Depuis la Comédie des ânes de Plaute, nous apprenons que « l’homme est un loup pour l’homme ». Pauvre loup ! Il a si souvent été le centre de légendes extravagantes qu’il a inspiré beaucoup d’expériences et de proverbes illustrant les travers humains : crier au loup, hurler avec les loups, se jeter dans la gueule du loup, faire entrer le loup dans la bergerie, quand c’est flou c’est qu’il y a un loup… Il est sûr que cette longue tradition orale ne le rend aucunement sympathique. D’autant que l’adage latin a été repris par le philosophe Thomas Hobbes pour illustrer sa réflexion : les hommes, s’ils restent à l’état naturel, c’est-à-dire sans État pour les diriger et leur imposer des limites, essaieront de prendre les biens et le territoire d’autrui et s’entretueront. Charmant programme…

Loup y es-tu ?

Il est en tout cas victime d’une peur ancestrale car les chiffres sont là. L’être le plus nocif pour l’homme sur terre est dans l’ordre :

• le moustique : 725 000 morts par an,

• l’homme : 475 000,

• le serpent : 50 000,

• le chien : 25 000.

Le loup est cité1 en 14e position avec 10 morts à son passif, comme le requin, mais cent fois moins que le crocodile.

On devrait tenir un jugement beaucoup plus sévère envers l’homme, qui arrive à tuer chaque année l’équivalent d’une ville comme Toulouse, quatrième ville de France par la population. Le traiter de loup revient à l’exonérer de ses méfaits, l’assimiler à un moustique serait bien plus juste mais tellement peu crédible ! Arthur Schopenhauer le confirme : « En cruauté impitoyable, l’homme ne le cède à aucun tigre, à aucune hyène. » Les guerres font assurément douter de notre humanité, le loup est un agneau comparé à l’homme !

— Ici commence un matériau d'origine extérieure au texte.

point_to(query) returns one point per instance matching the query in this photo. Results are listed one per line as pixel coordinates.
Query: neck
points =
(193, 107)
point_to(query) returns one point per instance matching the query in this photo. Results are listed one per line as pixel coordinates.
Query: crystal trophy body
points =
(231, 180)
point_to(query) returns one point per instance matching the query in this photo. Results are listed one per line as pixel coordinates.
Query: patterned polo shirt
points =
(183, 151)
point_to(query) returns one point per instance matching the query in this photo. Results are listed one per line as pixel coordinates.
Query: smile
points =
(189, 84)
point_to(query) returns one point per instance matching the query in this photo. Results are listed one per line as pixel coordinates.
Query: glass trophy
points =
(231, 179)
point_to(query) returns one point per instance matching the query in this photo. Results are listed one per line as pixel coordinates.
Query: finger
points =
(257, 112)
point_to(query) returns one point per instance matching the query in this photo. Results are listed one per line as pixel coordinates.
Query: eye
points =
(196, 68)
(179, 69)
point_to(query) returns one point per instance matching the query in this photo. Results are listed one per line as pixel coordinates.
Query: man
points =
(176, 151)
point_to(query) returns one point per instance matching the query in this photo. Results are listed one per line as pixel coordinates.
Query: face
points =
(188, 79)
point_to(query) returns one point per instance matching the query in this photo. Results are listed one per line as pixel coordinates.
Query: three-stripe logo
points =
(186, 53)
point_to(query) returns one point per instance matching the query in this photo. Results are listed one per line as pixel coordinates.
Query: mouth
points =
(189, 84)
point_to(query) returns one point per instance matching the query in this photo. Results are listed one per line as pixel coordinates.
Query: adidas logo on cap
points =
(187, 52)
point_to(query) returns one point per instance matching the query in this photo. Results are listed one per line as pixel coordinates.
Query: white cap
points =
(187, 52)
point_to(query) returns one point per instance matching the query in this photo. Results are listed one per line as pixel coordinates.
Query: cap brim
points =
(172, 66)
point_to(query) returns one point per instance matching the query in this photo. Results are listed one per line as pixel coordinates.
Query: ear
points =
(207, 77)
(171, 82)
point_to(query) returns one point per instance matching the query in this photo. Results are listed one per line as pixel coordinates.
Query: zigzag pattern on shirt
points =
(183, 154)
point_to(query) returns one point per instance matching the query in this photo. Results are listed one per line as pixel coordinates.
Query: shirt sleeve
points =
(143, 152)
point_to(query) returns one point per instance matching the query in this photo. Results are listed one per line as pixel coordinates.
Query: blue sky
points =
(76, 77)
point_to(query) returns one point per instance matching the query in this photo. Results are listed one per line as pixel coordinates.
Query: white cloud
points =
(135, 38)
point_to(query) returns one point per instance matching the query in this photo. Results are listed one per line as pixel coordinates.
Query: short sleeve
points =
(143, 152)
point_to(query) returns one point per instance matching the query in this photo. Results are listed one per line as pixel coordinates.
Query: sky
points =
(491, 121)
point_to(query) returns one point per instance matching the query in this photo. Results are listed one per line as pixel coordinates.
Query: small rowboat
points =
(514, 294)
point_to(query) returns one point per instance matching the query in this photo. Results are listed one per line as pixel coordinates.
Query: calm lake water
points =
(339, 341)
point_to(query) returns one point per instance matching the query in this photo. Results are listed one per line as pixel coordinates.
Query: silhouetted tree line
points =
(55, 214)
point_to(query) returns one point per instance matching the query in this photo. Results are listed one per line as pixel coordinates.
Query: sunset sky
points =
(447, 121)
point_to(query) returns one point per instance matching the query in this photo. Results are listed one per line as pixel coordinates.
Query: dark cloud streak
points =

Je n’ose pas dire revenons à nos moutons, mais d’où vient alors cette connotation si méprisante envers le loup ?

Pourquoi cette discrimination ?

On sait depuis longtemps que le loup est un prédateur carnassier, vivant et chassant en meutes organisées, selon une hiérarchie sociale stricte. Qu’il est impossible à apprivoiser et qu’il est connu pour sa voracité et sa gloutonnerie, le phoque a même été surnommé pour cette raison loup des mers, loufoque non ? (Désolé, c’est plus fort que moi.)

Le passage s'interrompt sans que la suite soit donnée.